I want to show $2^{ℵ_0}=\mathfrak c$.
I already showed $\mathfrak c \leq 2^{ℵ_0}$ as follows:
Each real number is constructed from an integer part and a decimal fraction. The decimal fraction is countable and has $ℵ_0$ digits. So we have
$\mathfrak c \leq ℵ_0 * 10^{ℵ_0} \leq 2^{ℵ_0} * (2^4)^{ℵ_0} = 2^{ℵ_0}$ since $ℵ_0 + 4ℵ_0=ℵ_0$
But how can I prove the other way $2^{ℵ_0} \leq \mathfrak c$?
$2^{\aleph_0}$ is the cardinality of all reals (belonging to $(0,1)$ if you prefer) that you can write by using only $0,1$. Those numbers clearly form a subset of $\mathbb R$ which must therefore have cardinality at least $2^{\aleph_0}$.

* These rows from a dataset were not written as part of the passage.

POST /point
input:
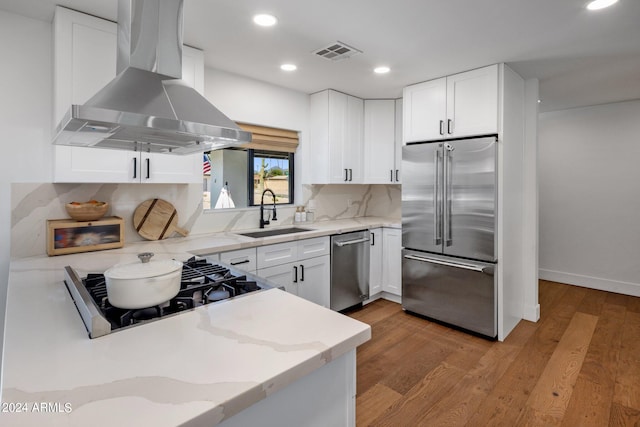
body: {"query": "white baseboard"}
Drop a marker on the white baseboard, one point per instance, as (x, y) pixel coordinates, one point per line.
(392, 297)
(531, 313)
(616, 286)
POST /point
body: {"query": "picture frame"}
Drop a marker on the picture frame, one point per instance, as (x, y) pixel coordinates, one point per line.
(67, 236)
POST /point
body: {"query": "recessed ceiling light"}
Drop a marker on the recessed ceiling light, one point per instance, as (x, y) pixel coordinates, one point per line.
(265, 20)
(600, 4)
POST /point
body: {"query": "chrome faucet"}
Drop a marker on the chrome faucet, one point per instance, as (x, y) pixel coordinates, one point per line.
(262, 208)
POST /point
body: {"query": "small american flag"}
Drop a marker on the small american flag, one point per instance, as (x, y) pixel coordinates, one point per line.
(206, 164)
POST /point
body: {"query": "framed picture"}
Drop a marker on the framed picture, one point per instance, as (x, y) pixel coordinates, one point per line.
(66, 236)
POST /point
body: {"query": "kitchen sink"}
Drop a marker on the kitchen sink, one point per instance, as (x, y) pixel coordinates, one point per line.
(275, 232)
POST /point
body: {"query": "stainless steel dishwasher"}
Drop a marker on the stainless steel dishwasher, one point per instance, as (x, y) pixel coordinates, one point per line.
(349, 269)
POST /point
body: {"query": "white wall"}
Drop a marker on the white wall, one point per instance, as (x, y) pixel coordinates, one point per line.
(589, 184)
(25, 118)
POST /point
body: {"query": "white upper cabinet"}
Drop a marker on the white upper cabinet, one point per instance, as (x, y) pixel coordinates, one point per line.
(472, 102)
(84, 62)
(464, 104)
(425, 107)
(379, 141)
(398, 142)
(336, 139)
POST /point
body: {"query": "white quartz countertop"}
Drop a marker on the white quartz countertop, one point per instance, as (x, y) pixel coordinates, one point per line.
(208, 363)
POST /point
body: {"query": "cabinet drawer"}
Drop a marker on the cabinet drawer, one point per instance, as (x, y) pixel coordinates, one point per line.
(277, 254)
(242, 259)
(311, 248)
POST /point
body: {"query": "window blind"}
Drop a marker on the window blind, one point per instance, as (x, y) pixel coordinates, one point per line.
(271, 139)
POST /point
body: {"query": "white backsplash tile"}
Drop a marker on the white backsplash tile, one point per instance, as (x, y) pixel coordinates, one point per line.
(33, 203)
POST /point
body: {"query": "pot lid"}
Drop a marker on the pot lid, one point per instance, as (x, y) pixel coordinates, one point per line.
(143, 270)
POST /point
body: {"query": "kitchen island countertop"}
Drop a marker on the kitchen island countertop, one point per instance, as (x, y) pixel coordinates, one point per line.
(209, 363)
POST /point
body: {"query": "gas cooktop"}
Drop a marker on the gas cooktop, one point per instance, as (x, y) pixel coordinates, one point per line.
(202, 283)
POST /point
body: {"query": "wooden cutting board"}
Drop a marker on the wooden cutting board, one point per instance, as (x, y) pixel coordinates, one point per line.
(156, 219)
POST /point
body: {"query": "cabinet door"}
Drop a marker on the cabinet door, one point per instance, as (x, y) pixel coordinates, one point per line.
(314, 280)
(379, 141)
(337, 136)
(159, 168)
(282, 275)
(281, 253)
(352, 157)
(424, 110)
(84, 62)
(311, 248)
(398, 142)
(375, 262)
(472, 102)
(242, 259)
(193, 68)
(84, 58)
(392, 255)
(79, 164)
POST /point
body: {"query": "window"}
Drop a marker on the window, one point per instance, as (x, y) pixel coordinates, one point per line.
(236, 177)
(271, 170)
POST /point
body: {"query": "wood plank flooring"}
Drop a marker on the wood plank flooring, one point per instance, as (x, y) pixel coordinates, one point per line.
(578, 366)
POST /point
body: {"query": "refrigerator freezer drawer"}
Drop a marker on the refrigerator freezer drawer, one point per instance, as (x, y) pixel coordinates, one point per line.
(454, 291)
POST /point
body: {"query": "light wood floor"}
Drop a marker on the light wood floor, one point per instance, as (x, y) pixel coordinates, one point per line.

You can define a function $F$ from the set $\{ (x_n) | n\in \mathbb{N}, x_n\in \{ 0,1\} \}$ to $\mathbb {R}$ such that $$F[(x_1,x_2,x_3,\ldots )]=0\ .\ x_1x_2x_3\ldots $$
Then this function is injective. So $$
\text{Cardinal} \{ (x_n) | n\in \mathbb{N}, x_n\in \{ 0,1\} \}
\leq \text{Cardinal}(\mathbb{R}) $$ So $2^{ℵ_0} \leq \mathfrak c$.